11 products receive Recommended Rating; 4 products receive Security Recommended Rating;
1 product receives Neutral rating; and 5 products receive Caution Rating

AUSTIN, Texas – April 17, 2018 – NSS Labs, a global leader and trusted source for independent, fact-based cybersecurity guidance, today announced the results of its 2018 Advanced Endpoint Protection (AEP 2.0) Group Test. In this year’s test, 20 products from market-leading vendors were examined for security effectiveness and total cost of ownership (TCO).

Industry analysts estimate that 70% of successful breaches originate at the endpoint, and it is predicted that the endpoint security market will reach $17.38 billion by 2020. In 2017, the average cost of a successful endpoint attack was $5 million in downtime, damages, and loss of productivity. Legacy antivirus (AV) and next-generation AV solutions have become increasingly ineffective at protecting endpoints from advanced threats and attacks. Dealing with modern cyberthreats that target endpoints requires a fundamentally different approach. Advanced endpoint protection (AEP) is a disruptive technology that focuses on preventing cybercriminals from ever reaching or executing on the endpoint.

AEP products employ sophisticated techniques such as machine learning, pattern recognition, or predictive algorithms to detect and block malware that contains suspicious activities. Additionally, AEP products monitor processes running on endpoints, detect communication with potentially malicious hosts, and conduct audits of file systems and registries. AEP products typically implement automated threat remediation policies and provide containment capabilities to protect the endpoint.

In this second iteration of the NSS Labs AEP Group Test, products were tested against evasions, which have become the latest weapons used by adversaries to circumvent security controls. In addition to evasions, products were also tested against malware delivered through HTTP, email, docs and scripts, offline threats, unknown threats, exploits, and blended threats.
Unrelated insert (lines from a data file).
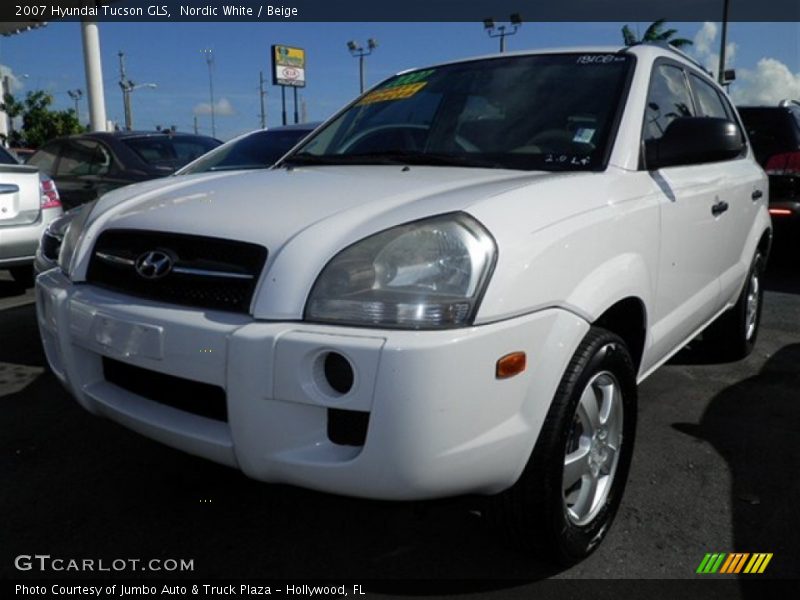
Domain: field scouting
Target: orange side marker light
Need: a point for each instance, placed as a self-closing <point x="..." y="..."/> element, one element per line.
<point x="510" y="365"/>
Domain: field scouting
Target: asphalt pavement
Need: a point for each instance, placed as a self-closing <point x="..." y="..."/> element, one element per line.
<point x="715" y="469"/>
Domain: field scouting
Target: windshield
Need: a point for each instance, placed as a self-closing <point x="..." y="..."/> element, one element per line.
<point x="255" y="151"/>
<point x="543" y="112"/>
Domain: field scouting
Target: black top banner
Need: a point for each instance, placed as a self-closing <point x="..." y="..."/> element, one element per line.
<point x="28" y="11"/>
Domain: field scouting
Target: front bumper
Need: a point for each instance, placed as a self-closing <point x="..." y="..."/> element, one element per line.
<point x="439" y="423"/>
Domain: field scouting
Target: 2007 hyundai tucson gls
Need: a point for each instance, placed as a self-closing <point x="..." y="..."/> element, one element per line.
<point x="454" y="286"/>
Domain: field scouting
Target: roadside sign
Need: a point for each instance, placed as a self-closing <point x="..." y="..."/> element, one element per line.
<point x="288" y="66"/>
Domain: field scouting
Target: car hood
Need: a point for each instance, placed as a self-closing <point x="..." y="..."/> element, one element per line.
<point x="269" y="207"/>
<point x="304" y="216"/>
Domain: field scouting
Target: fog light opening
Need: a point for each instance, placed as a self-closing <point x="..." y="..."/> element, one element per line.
<point x="510" y="365"/>
<point x="338" y="374"/>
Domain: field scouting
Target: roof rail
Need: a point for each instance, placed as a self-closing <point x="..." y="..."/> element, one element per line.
<point x="667" y="46"/>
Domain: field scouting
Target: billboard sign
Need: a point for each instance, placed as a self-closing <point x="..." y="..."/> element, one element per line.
<point x="288" y="66"/>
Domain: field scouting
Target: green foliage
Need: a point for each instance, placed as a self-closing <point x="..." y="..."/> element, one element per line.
<point x="655" y="33"/>
<point x="39" y="122"/>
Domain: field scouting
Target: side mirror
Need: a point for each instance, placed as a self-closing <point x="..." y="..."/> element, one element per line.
<point x="693" y="141"/>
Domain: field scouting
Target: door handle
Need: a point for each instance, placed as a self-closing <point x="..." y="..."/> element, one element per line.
<point x="719" y="208"/>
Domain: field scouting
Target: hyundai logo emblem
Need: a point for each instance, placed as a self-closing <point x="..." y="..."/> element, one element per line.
<point x="154" y="264"/>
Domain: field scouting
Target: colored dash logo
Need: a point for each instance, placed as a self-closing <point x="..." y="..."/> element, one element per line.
<point x="734" y="563"/>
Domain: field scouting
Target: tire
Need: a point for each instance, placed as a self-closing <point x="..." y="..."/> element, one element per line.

Key findings from the test:

  • The Security Effectiveness of verified products ranged between 59.4% and 99.4%, with 10 of the 20 verified products achieving a rating greater than 95%.
  • The average Security Effectiveness rating was 88.6%; fifteen of the verified products received an above-average Security Effectiveness rating, and five received a below-average Security Effectiveness rating.
  • Nine verified products missed at least one evasion.
  • TCO per Protected Agent for verified products ranged between US$146 and US$1,783, with most tested products costing less than US$750 per protected agent.
  • The average TCO per Protected Agent (Value) was US$690; twelve products demonstrated value above the average, and nine demonstrated value below the average.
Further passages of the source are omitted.